Stage 2: the following day, empty the sugar into a large roasting tin lined with foil then place it in a warm oven, gas mark 3, 325°F (170°C), and allow it to warm gently for 10 minutes. Then place the preserving pan and its contents over a gentle heat and as soon as it starts to warm through tip the warmed sugar into the pan to join the rest. Now, using a large wooden spoon, stir the marmalade, keeping the heat gentle, until all the sugar crystals have fully dissolved. What you must not do is let the marmalade boil until all the sugar is completely dissolved. Keep looking at the back of the wooden spoon as you stir and when you are sure there are no more crystals left turn up the heat and let the marmalade bubble away gently – it can take 3-4 hours for it to darken and develop its lovely rich flavour.

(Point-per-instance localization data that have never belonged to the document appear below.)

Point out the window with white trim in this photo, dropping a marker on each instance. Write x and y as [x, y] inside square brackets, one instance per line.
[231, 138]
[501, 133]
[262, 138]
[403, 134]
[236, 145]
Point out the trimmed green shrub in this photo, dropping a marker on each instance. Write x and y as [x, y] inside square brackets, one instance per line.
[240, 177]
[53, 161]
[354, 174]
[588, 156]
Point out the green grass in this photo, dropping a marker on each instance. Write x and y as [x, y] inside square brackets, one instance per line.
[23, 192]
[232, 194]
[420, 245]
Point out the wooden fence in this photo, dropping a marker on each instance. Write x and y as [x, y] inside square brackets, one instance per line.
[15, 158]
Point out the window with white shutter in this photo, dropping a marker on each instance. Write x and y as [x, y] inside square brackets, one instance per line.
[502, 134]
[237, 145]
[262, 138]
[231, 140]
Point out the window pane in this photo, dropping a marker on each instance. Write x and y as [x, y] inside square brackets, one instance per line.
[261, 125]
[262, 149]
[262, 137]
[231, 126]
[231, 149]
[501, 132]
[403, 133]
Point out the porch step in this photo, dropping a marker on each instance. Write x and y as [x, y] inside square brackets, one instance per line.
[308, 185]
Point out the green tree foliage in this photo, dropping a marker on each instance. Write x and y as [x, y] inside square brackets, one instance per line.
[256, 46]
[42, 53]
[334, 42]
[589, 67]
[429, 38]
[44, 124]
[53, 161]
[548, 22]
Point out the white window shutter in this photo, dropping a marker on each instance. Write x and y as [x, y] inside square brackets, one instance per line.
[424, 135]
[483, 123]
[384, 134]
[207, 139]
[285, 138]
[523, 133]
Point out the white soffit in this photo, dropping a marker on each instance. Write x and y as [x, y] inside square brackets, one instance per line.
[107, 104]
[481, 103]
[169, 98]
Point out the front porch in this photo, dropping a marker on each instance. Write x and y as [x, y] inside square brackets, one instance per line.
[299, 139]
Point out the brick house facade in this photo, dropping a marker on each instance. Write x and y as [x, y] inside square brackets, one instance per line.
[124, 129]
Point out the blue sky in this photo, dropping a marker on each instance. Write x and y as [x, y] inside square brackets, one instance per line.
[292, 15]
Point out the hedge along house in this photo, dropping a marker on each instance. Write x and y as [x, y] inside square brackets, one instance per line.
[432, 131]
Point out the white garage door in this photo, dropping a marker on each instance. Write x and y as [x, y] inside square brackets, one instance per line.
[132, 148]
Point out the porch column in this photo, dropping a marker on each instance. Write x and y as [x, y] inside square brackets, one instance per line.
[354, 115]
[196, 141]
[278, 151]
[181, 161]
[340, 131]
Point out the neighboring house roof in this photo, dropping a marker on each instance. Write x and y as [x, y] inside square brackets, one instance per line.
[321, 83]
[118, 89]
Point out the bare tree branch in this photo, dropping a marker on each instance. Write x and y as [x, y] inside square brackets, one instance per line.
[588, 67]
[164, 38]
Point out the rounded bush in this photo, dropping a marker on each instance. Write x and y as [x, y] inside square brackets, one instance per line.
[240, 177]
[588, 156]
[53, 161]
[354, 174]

When the marmalade has been cooking for 2½ hours place some small flat plates in the fridge. Then to test for a set, after 3 hours draw the pan from the heat and spoon a teaspoonful of marmalade on to a chilled plate. Allow it to cool for a minute back in the fridge, then push it with your little finger – if a crinkly skin forms, it has reached setting point. If not, continue cooking and do more testing at 15-minute intervals. When it has set, leave the marmalade to cool for 30 minutes before ladling through a funnel into jars that have been washed thoroughly in warm soapy water, rinsed and dried, then warmed in a medium oven. Seal the jars with waxed discs while they are still hot, then label the next day when cold. Then, as soon as possible, make Chunky Marmalade Bread and Butter Pudding. It's utterly divine!